His eyes — how they twinkled! His new pickup, its diesel rattled,
as he got out and looked, sticker shock he did battle.
His eye grew wide and his brain strived to capture
the amount of digits in the list price of this high horsepower tractor.
With an earthquake sound, so lively and quick,
all the salesmen came to life and started vocalizing their shticks.
More rapid than eagles the sales features they came,
while the customer wondered how these men he could tame.
"Now, AGCO, now Massey, now Case and IH
On, Deere, on New Holland and Kubota — oh wait
The customer's head, it was spinning and beginning to stall
'cause he heard ten thousand features as they named them all.
As diesel smoke that before the wild hurricane flows
When they meet with an obstacle, the salesmen rush to the close.
So up to the credit manager like coursers they flew,
With all the retail orders and the customer, too.
And then, in a twinkling, I heard on the keyboards
The prancing and pawing of each pecking finger.
As I stuck in my head, and was looking around,
around the corner the receptionist came with a bound.

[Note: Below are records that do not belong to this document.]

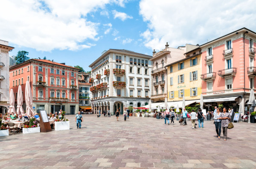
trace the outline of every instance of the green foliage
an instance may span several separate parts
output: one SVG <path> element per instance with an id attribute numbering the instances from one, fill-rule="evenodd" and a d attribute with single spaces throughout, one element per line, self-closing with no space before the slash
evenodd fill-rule
<path id="1" fill-rule="evenodd" d="M 74 66 L 74 68 L 77 68 L 78 69 L 79 69 L 80 70 L 79 71 L 79 72 L 84 72 L 84 69 L 83 68 L 80 67 L 78 65 L 76 65 L 76 66 Z"/>
<path id="2" fill-rule="evenodd" d="M 17 64 L 23 63 L 29 59 L 27 56 L 29 55 L 29 52 L 24 51 L 20 51 L 18 52 L 17 56 L 15 57 Z"/>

They dressed him in caps and jackets from head to his foot,
prior his clothes had been matched from cap to his boots;
Now with his new clothes he had flung on his back,
And he looked like a peddler just missing his pack.
Now he was still dazed and confused but figuring it out,
And I worried when I saw him, cause the deal wasn't that stout.
But a wink of his eye and a twist of his head,
Soon gave me to know I had nothing to dread;
He spoke not a word, but signed on the line as the clerk,
a promise in good faith, then he turned with a jerk.
And laying his finger aside of his nose,
giving a nod, away with a new tractor he drove.
He sprang to his new steed, saying 'this tractor's the best,'
he yelled to the service manager "is the tank full of DEF?"
But I heard him exclaim, ere he drove off in high gear,
"Geez, you would think I was the first customer they had had all year!"